Indiana and Arkansas have changed their state Religious Freedom Restoration Acts (RFRA) to make it more explicit that it not be used by businesses to discriminate against LGBTs or others of different beliefs. RFRAs were originally created to protect minority religious beliefs from government overreach, like peyote use by Native Americans, and not to allow the majority religions to selectively honor the civil rights of others.
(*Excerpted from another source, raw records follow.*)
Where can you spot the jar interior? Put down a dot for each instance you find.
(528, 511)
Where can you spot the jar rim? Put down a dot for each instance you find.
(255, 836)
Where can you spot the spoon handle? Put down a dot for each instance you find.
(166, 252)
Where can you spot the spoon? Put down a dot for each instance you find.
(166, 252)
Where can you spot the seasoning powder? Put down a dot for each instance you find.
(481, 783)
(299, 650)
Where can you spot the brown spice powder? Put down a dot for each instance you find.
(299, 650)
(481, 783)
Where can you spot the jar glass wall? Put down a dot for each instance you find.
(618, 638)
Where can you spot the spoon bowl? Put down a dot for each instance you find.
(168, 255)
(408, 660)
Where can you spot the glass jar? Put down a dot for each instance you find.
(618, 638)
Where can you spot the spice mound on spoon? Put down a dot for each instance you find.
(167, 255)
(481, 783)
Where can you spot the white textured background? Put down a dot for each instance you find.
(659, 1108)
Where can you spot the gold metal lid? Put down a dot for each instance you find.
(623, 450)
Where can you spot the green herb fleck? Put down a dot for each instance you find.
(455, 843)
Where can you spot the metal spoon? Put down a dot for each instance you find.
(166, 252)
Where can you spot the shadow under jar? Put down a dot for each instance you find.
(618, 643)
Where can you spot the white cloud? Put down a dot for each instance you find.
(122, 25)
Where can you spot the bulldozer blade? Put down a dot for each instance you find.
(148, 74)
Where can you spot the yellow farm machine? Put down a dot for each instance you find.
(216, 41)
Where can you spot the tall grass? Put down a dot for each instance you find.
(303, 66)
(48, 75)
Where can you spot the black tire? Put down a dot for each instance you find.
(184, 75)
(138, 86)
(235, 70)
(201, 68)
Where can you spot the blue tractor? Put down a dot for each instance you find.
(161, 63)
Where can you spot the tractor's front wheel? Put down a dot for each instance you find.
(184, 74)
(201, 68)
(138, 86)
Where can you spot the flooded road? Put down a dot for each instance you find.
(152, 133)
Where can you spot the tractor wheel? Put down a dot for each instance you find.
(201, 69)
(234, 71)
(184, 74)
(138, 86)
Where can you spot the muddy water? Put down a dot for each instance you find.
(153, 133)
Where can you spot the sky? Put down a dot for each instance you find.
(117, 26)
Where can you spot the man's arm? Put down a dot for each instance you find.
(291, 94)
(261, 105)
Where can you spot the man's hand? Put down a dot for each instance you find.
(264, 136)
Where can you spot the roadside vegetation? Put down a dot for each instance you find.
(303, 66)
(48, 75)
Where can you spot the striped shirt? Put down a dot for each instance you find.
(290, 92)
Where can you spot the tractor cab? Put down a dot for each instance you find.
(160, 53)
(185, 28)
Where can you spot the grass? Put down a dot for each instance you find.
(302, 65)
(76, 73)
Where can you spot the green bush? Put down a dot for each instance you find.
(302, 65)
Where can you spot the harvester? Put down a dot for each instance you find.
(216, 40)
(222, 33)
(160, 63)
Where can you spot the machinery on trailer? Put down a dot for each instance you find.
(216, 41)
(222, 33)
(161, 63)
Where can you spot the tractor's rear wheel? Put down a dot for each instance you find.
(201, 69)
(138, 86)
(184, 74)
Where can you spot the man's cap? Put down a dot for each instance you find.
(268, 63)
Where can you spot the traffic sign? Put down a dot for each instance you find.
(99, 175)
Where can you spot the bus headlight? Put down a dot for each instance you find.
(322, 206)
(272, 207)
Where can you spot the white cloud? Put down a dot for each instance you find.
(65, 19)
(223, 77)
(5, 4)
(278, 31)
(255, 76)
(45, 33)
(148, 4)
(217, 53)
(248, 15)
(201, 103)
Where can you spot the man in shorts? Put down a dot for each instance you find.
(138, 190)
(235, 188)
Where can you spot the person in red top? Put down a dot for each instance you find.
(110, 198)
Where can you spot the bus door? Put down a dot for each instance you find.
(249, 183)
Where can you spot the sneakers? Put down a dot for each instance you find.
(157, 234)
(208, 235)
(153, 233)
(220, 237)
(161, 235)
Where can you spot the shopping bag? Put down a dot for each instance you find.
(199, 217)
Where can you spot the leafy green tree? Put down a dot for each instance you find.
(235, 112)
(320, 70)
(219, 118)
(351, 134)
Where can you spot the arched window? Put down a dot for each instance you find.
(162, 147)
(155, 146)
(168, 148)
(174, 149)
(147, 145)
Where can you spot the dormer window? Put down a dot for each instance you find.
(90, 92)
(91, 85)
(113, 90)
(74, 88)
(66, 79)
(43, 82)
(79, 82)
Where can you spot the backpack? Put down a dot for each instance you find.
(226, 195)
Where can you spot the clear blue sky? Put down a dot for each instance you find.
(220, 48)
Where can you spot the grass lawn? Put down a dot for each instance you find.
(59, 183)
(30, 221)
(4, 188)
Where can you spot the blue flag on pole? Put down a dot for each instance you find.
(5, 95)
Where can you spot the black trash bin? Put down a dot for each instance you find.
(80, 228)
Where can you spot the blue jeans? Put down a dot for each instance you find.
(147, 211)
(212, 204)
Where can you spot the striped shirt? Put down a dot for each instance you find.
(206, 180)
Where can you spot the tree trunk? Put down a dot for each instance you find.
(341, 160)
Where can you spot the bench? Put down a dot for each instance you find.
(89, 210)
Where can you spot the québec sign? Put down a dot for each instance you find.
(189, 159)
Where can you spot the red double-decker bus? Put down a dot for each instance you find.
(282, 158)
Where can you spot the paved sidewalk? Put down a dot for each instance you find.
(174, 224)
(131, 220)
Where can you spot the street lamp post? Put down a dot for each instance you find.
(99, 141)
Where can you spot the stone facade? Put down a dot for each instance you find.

Josh Marshall over at Talkingpointsmemo.com had a great essay on the how RFRAs were perverted by the religious majority:
It is fair to say that there is no perfectly bright line separating protecting your own ability to act in certain ways and your freedom to treat other people in certain ways. But broadly speaking, there’s a pretty clear distinction. Whatever the specifics, the move over the last two years has been for the social conservative right to at least tacitly concede defeats on gay rights but argue for a penumbra of ‘religious liberty’ which exempts them from the rights-protections now afforded to gay people. Notably, this is the majority culture (or the unreconstructed part of it) pressing its rights against minority cultures.
Virtually no one – perhaps truly no one – says that ministers or rabbis should have to marry gay couples. But most of the religious liberty claims we’ve now seen in the last couple years focus on assertions of ‘religious liberty’ in cases that have nothing to do with the exercise of people’s religion. Indeed, we’ve seen huge corporations assert their ‘religious liberty’. Your religion doesn’t stipulate or guide how you make cakes or pizzas. More importantly, it is a principle well embedded in American law that all sorts of civil rights laws are not enforced against individuals but only against public businesses. Indeed, housing discrimination laws have exceptions if, for instance, you’re renting a room in your own house.
RFRAs are bad laws enacted by desperate people to solve a problem that doesn’t exist.